SIL’s Dictionary-Making Workshop is Empowering Locals to do Language and Cultural Preservation Work

The 2012 Dictionary Workshop

Language Workers and SIL Missionaries getting a glimpse of the kinds of information that goes in the initial pages of a dictionary.

The 25th of April was the end of an SIL (Summer Institute of Linguistics) run Dictionary-Making workshop here in Wewak, Papua New Guinea. Participants were Papua New Guinean language workers from 11 different languages in the East and West Sepik provinces. These language workers are locals who assist the SIL missionaries in vernacular literacy as well as Bible translation.

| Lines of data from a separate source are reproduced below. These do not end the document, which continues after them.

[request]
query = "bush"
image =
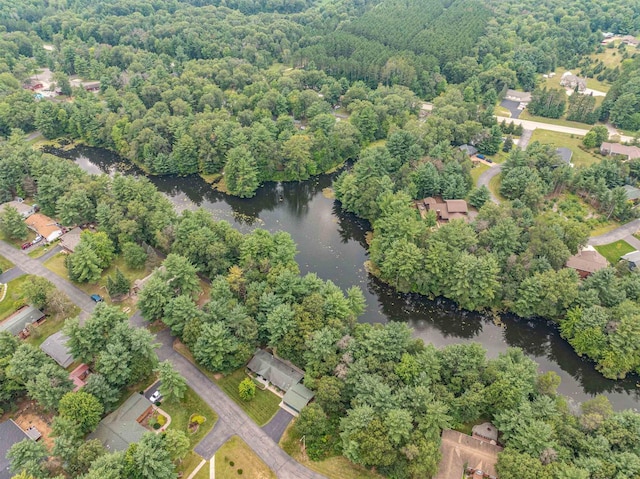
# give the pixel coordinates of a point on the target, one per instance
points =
(247, 389)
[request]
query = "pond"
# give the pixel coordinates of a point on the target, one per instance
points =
(331, 243)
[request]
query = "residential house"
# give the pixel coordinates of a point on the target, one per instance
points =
(573, 82)
(44, 226)
(18, 323)
(10, 434)
(462, 454)
(284, 376)
(587, 261)
(447, 210)
(611, 149)
(55, 346)
(469, 150)
(24, 209)
(565, 155)
(123, 426)
(79, 376)
(633, 259)
(70, 240)
(519, 96)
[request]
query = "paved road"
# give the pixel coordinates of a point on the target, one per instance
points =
(532, 125)
(231, 419)
(10, 275)
(617, 234)
(485, 178)
(32, 266)
(278, 424)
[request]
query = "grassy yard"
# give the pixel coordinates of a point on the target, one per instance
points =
(580, 156)
(13, 299)
(477, 170)
(57, 265)
(5, 264)
(261, 408)
(613, 251)
(181, 411)
(337, 467)
(235, 459)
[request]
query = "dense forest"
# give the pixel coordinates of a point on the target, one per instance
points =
(382, 397)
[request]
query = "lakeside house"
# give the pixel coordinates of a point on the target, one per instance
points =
(44, 226)
(611, 149)
(587, 261)
(270, 370)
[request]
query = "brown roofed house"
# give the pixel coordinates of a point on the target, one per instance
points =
(587, 262)
(44, 226)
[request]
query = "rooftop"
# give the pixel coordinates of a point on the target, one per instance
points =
(21, 319)
(298, 396)
(278, 372)
(56, 347)
(121, 427)
(10, 434)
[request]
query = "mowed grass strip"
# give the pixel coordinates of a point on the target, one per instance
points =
(261, 408)
(613, 251)
(181, 411)
(235, 459)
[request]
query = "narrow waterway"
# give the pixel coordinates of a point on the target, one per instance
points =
(332, 244)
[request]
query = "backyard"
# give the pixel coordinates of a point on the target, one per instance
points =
(613, 251)
(235, 459)
(580, 156)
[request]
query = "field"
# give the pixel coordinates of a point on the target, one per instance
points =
(261, 408)
(235, 459)
(181, 411)
(613, 251)
(580, 156)
(337, 467)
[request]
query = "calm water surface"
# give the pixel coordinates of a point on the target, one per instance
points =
(331, 242)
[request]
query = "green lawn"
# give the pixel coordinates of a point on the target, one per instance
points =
(13, 299)
(613, 251)
(5, 264)
(235, 459)
(261, 408)
(181, 411)
(477, 170)
(337, 467)
(580, 157)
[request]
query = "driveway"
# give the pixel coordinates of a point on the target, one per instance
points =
(512, 106)
(485, 178)
(32, 266)
(276, 427)
(10, 275)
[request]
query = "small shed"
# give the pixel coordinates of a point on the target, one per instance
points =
(10, 434)
(18, 321)
(281, 374)
(297, 397)
(56, 348)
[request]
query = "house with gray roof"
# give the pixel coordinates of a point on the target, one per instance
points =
(123, 426)
(18, 322)
(10, 434)
(276, 371)
(24, 209)
(55, 346)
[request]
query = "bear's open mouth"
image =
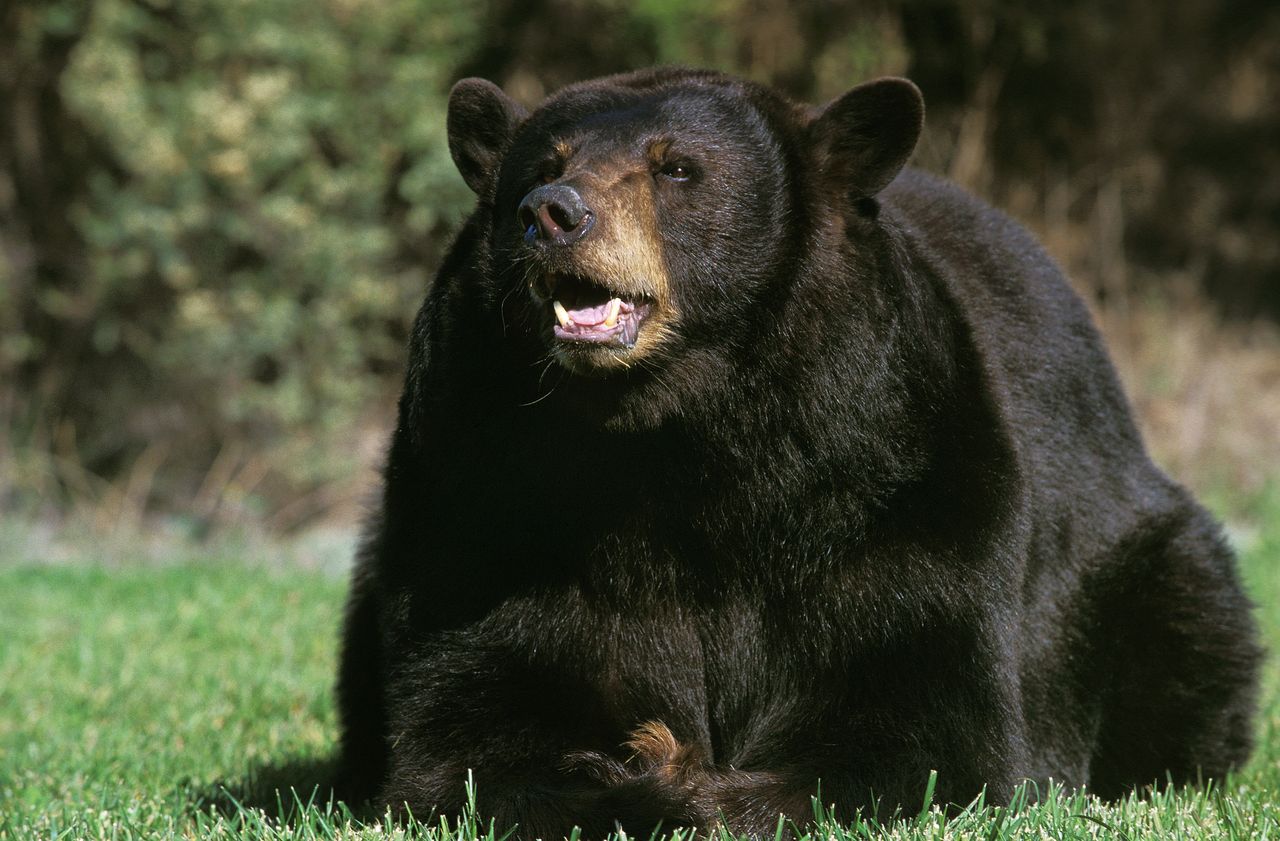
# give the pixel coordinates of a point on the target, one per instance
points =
(586, 311)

Certain language workers were computer ‘illiterate’ so they had the opportunity to attend a week long computer course prior to the Dictionary-Making workshop. This workshop was centered around an SIL international Dictionary-Making software called “WeSay”. This software allows the user to insert all the necessary information that needs to be included in a dictionary including pictures and extra cultural information. After this workshop each language will leave with a printed trial dictionary of their language from which they can expand on.

In the past, the work on language development was entirely dependent on the expertise of SIL missionaries. However, this trend is changing. Today SIL is more focused on building the capacity of locals so they can carry the work in their own hands. With the advancement of technology and language work in the hands of locals, there is a potential for sustainable language and cultural preservation work.

The SPES team was humbled to assist in the process; from computer literacy through mentoring, editing and publication of trial dictionaries. To God be praised for this achievement.


The Course Facilitator, Correna Janzen, pointing out the essential details to her students.